The first reason is reforms to the RMB exchange rate formation. During the whole year of 2013 and early 2014, the RMB was on a path of appreciation, attracting hot money flowing into the country, on the expectation that the RMB would break the 6 yuan barrier to the dollar. Since mid-2014, China’s Central Bank announced a more market-oriented approach of RMB exchange rate formation by expanding the daily limits to 2% either way, thus leaving it more to the market forces. The appreciation pathway was then replaced by a two-way move with a general trend of depreciation. This in turn, led to increased holdings of the U.S. dollar.

The second main reason is due to appreciation of the U.S. dollar. The U.S. dollar index rose by 13% during the second half of 2014, while the leading commodities prices weakened continuously. This situation has led enterprises to deleverage their dollar liabilities which resulted in capital outflows. In the light of the strong dollar and flat RMB, enterprises tend to hold dollars instead of RMB, resulting in net selling of dollars by banks, which had a net foreign exchanges sales of RMB 118.4 billion in December 2014 and another RMB 108.3 billion in January, 2015.

The third indicator is due to the downward trend of China’s economy. China’s GDP growth slowed to 7.3% during the second half, and the property market seems no longer worthy of speculation, thus caused to some hot money leaving.

The fourth reason is due to an increasing need for the dollar and other hard currencies. China had its non-financial out-bound direct investment hitting $106.2 billion USD in 2014, the third largest in the world. In terms of international balance of payment, this is a huge capital outflow.

There are therefore two different types of cross-border capital flows. One is for regular payment needs, or stable flows; the other is hot money for quick speculation, or volatile flows. In 2014, China saw a net inflow of $412.3 USD billion of stable flows and a net outflow of $294.5 billion USD volatile flows.

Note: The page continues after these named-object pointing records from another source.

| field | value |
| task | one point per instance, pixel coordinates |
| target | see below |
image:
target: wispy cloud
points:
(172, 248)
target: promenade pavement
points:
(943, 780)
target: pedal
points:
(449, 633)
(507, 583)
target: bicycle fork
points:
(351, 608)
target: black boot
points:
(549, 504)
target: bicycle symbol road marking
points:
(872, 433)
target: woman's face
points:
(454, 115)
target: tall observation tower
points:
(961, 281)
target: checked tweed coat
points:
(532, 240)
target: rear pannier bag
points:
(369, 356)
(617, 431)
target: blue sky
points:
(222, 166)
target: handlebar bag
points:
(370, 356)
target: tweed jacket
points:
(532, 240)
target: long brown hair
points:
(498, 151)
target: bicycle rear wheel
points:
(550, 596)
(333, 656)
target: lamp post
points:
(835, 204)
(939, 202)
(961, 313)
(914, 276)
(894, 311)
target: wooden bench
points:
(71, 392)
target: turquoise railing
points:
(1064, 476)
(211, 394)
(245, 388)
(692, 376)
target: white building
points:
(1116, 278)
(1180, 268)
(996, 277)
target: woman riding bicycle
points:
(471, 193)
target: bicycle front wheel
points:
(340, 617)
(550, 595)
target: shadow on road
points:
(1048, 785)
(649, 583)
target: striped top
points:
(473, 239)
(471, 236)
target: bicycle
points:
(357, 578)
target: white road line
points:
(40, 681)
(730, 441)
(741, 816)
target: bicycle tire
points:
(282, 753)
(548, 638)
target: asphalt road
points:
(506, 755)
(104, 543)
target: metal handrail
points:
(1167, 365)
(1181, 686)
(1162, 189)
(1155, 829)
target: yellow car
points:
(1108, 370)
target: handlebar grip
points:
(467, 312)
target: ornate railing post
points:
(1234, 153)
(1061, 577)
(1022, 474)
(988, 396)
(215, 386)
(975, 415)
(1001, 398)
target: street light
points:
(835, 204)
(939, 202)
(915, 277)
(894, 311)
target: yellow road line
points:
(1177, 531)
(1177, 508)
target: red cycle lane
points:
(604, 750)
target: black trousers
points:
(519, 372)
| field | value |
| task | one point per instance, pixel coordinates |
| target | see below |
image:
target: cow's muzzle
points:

In balance, China had net increases of $118.8 billion USD in its foreign exchange reserves. The overall international balance of payment situation is sound.

A similar situation also happened in 2012 when it saw net $391.6 billion USD of stable inflows, and net $299.4 billion USD of volatile outflows, with the foreign exchanges reserve increased by $98.7 billion USD.

The United States also has had occasional net capital outflows over the past two years. In Q3, 2014, the U.S. had outbound M&A of $358.18 billion USD (outflows) vs. M&A inflows of $356.4 billion USD, resulting in a fall of $1.66 billion USD in its foreign exchange reserves. In other words, there was a net capital outflow of $1.66 billion USD. In any sense, it is not capital flight.

Focus of Concern: High Standard Open Economy

Our focus of concern about China’s FDI situation should not be on any sensational but untrue discussion of “massive foreign capital flight,” but on the solid efforts to improve China’s investment environment. 2015 will be an important year in China’s long march towards a high standard open economy. China will definitely make good progress in further market access, especially in the service sectors. Progress will also be made in revamping the existing laws on foreign investment, towards national treatment, open and fair competition, IPR, and all by rule of law. The “negative list” in the Shanghai Free Trade Zone will be shortened considerably and the other new FTZs (Guangdong, Tianjin and Fujian) will take significant steps forward. Many of Shanghai FTZ’s experiences will be reproduced and popularized to other parts of the country.

China has just finished its FTA with South Korea and is pushing energetically with its FTA strategy. The China-U.S. BIT, among others, will soon start its talks on the negative list. There is a general optimistic mood among both the Chinese and American business community on the BIT prospects. Although there will be difficulties regarding specific issues negotiations, the BIT talk itself will serve as a strong engine not only for supporting China-U.S. investment over the long term, but for building a high standard open economy in China as well.